The attorneys general of New York and Delaware have said that they are working to wrap up the first part of their joint investigation into the mortgage crisis that caused the Great Recession before the year's end.

In an op-ed published Sunday evening in Politico, New York's Eric Schneiderman and Delaware's Beau Biden, both Democrats, detailed their four-pronged investigation into the mortgage bubble and crash.

We're working hard to complete the first-and most critical-phase of our investigation before the end of 2011, the attorneys general wrote.

Schneiderman was an early critic of settlement negotiations between the 50 states and five major banks over improper foreclosure practices, such as robo-signing documents. Schneiderman was booted from a top committee of state attorneys general after he objected to a provision that would provide banks with blanket immunity from future legal action.

The two top state prosecutors are now investigating other aspects of the mortgage crisis.

Servicing abuses did not create the mortgage bubble. Robo-signing did not blow up the U.S. economy, they wrote. Rather, these are symptoms of a more far-reaching and insidious problem.

Schneiderman and Biden break down the investigation into four distinct, but interdependent, areas. In addition to foreclosure practices, the probes include the conduct of loan originators, banks that pooled and securitized mortgages for investors to buy, and the mortgages servicers.

The collaboration between Schneiderman and Biden was discussed on MSNBC's Rachel Maddow Show Oct. 27.

Beau Biden... and I thought we really needed to dig in a little bit deeper, Schneiderman told Maddow. And we were doing an investigation into what caused the bubble and the crash in the housing market.

The two have been on similar tracks in investigating the mortgage crisis.

Schneiderman attempted to toss a monkey wrench into a proposed $8.5 billion settlement between Bank of America and Bank of New York Mellon, a trustee of Countrywide mortgage-backed securities. Bank of America bought Countrywide, a mortgage giant, in 2008.

A New York State court was tasked with signing off on the deal, but Schneiderman filed to intervene in an attempt to derail approval. Biden later attempted to intervene to block the proposed settlement as well.

Meanwhile, Biden Oct. 27 filed a suit against an industry-created mortgage registry that acts as a mortgagee for lenders, allowing the company to initiate foreclosure proceedings. The company, called MERS, is at the center of the housing crisis, Biden said.

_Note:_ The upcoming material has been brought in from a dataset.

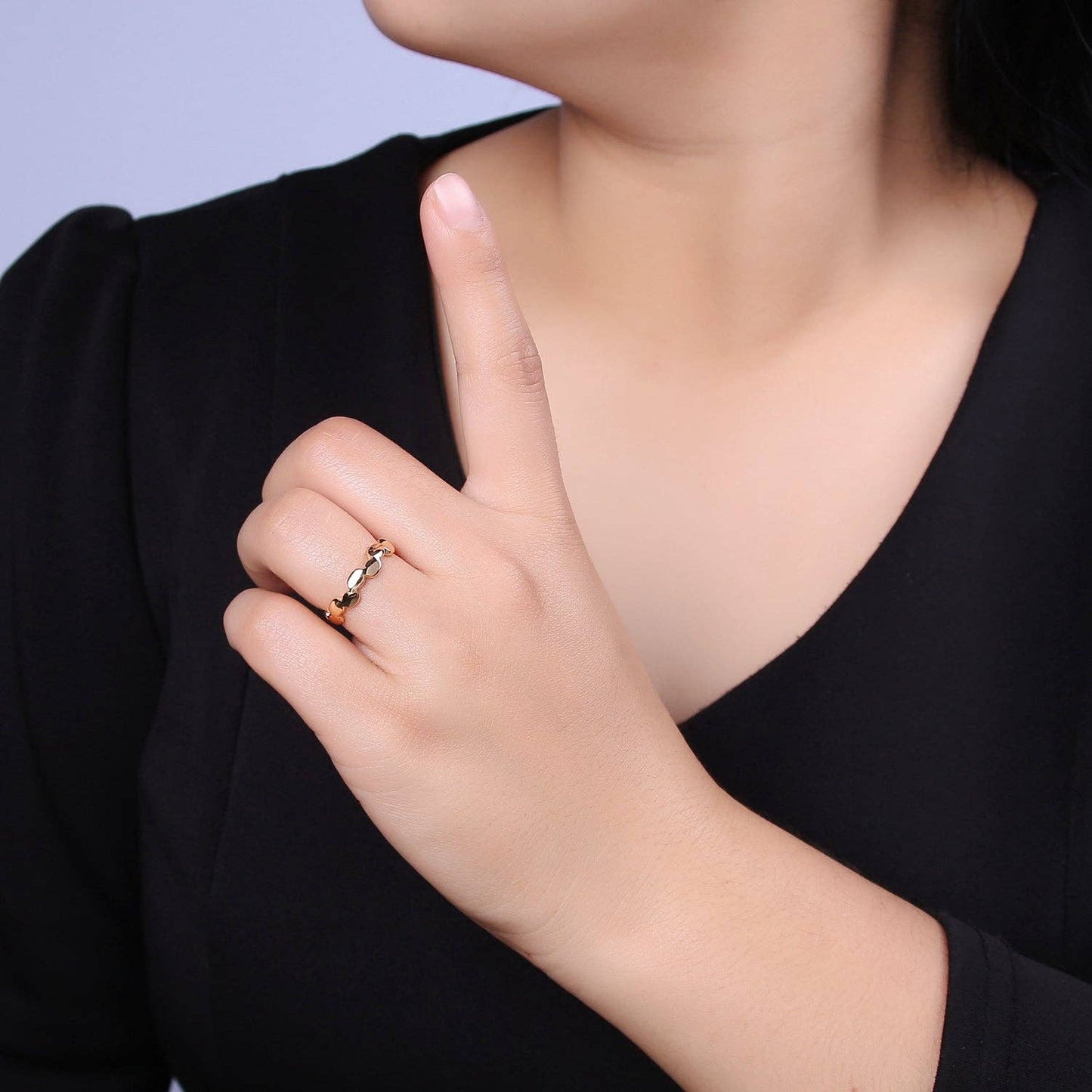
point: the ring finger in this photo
(302, 540)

Critics of the Virginia-based MERS--Mortgage Electronic Registration Systems--have alleged that the system obscures the real owner of a mortgage. The system also acted without authority in foreclosing on loan it never owned on behalf of a securitization trust, according to Biden's complaint.

Where the name of the owner of the mortgage loan recorded in the MERS System does not reflect the true owner, any action MERS takes on behalf of the purported owner is without authority, the complaint reads.

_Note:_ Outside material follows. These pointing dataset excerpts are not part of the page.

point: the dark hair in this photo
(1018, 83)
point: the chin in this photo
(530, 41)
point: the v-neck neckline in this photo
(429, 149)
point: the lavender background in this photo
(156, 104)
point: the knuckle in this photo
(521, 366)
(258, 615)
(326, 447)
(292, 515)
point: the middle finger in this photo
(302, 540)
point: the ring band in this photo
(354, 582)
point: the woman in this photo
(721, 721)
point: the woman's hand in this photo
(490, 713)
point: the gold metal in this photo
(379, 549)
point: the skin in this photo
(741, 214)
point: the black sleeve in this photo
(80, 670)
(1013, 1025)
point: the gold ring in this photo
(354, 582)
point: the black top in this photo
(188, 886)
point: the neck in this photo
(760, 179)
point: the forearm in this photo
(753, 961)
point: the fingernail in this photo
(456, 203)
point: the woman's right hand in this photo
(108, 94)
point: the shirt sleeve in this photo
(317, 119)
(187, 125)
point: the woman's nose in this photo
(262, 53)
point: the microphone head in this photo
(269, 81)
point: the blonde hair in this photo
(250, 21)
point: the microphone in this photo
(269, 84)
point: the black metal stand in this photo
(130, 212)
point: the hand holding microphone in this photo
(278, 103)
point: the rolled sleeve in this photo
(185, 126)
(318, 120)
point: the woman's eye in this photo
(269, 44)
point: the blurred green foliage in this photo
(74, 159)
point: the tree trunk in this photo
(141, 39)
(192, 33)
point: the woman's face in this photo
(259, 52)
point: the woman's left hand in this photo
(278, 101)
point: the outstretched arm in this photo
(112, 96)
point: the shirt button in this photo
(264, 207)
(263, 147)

In response, a MERS spokeswoman defended the company's business model and said that Biden's allegations about deceptive practices have no merit.

We refute claims that use of the MERS system caused confusion to borrowers or any other participants in the mortgage finance system, said spokeswoman Janis Smith.

MERS has had a solid track record in defending legal challenges to their business operation.

In addition to the lawsuit, Schneiderman issued a subpoena for MERS for information about how major banks used the service.

We are determined to get out in the open the troubling facts related to the banks' use of MERS, the attorneys general wrote in the Politico op-ed.